Windows boxes cause air traffic control radio outage in LA?
A major breakdown in Southern California's air traffic control system last week was partly due to a "design anomaly" in the way Microsoft Windows servers were integrated into the system, according to a report in the Los Angeles Times.
The servers are timed to shut down after 49.7 days of use in order to prevent a data overload, a union official told the LA Times. To avoid this automatic shutdown, technicians are required to restart the system manually every 30 days. An improperly trained employee failed to reset the system, leading it to shut down without warning, the official said. Backup systems failed because of a software failure, according to a report in The New York Times.
Wonderful. These are dell servers running windows 2000 Server, and they need to be rebooted every 6 weeks or so. Manually rebooted. Some genius somewhere (presumably at Harris Corp) decided that:
- Having a windows box in a mission-critical, lives-depend-on-it system was a good idea, and that
- Needing to reboot the boxes wasn't a big deal, and that
- they couldn't be bothered to automate the reboot cycle.

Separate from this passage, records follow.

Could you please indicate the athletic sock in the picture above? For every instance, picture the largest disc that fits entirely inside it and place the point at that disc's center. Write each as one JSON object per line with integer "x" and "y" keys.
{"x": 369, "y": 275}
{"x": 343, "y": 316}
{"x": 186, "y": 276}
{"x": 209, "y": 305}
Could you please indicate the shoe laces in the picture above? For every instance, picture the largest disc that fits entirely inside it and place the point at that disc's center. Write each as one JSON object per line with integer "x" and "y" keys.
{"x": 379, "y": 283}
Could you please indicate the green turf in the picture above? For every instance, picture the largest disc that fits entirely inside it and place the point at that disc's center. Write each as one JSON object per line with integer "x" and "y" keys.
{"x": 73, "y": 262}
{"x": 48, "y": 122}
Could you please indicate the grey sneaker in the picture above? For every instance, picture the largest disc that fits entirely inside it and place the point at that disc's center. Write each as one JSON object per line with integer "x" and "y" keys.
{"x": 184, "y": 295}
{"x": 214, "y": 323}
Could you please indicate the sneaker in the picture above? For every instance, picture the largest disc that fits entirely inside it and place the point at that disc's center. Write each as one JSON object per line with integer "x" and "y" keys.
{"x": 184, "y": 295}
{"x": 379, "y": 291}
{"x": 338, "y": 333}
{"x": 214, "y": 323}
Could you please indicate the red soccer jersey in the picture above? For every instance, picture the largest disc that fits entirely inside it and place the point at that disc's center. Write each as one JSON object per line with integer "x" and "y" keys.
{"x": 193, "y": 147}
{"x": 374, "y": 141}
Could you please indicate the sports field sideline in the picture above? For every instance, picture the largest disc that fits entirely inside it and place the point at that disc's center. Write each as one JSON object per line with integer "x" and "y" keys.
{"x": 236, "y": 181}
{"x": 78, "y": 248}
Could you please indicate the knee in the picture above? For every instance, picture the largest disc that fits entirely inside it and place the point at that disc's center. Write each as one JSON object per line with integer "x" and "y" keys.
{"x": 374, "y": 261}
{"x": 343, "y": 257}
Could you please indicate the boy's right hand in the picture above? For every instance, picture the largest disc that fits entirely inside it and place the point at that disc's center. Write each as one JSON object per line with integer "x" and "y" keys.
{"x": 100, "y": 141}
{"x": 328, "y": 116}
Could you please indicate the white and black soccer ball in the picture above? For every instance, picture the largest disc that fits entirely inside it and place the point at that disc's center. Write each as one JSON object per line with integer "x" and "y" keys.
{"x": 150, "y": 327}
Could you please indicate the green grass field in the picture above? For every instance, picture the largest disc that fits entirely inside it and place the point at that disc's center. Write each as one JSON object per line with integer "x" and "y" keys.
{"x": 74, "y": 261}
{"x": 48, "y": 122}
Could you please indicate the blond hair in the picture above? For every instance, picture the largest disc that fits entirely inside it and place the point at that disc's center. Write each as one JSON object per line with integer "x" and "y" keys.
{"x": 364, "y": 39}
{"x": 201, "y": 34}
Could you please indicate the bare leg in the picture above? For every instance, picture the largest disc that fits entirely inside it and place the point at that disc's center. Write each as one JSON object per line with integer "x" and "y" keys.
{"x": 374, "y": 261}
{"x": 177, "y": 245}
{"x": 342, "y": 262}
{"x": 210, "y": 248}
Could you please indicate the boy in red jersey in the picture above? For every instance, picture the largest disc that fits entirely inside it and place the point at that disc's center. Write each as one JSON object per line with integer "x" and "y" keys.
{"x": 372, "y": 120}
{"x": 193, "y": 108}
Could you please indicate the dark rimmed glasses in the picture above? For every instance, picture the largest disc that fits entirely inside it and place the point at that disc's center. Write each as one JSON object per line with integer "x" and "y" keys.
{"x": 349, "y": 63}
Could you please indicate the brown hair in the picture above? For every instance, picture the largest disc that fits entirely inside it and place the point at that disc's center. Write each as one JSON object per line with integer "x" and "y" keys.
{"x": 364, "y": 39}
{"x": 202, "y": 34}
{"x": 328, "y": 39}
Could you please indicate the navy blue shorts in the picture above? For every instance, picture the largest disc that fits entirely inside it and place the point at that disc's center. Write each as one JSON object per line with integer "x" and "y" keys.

I should add that this isn't meant to be a Microsoft bash. It's a shame that MSFT don't do better software, but the reliability problems in their software are pretty well known industry-wide, and deciding to use an OS that requires a 6-week reboot cycle is boneheaded in the extreme when you're talking about life-critical systems. The blame here should be on Harris Corp and the FAA.
I hope someone gets fired over this. And I hope this system isn't running for airspace over the midwest...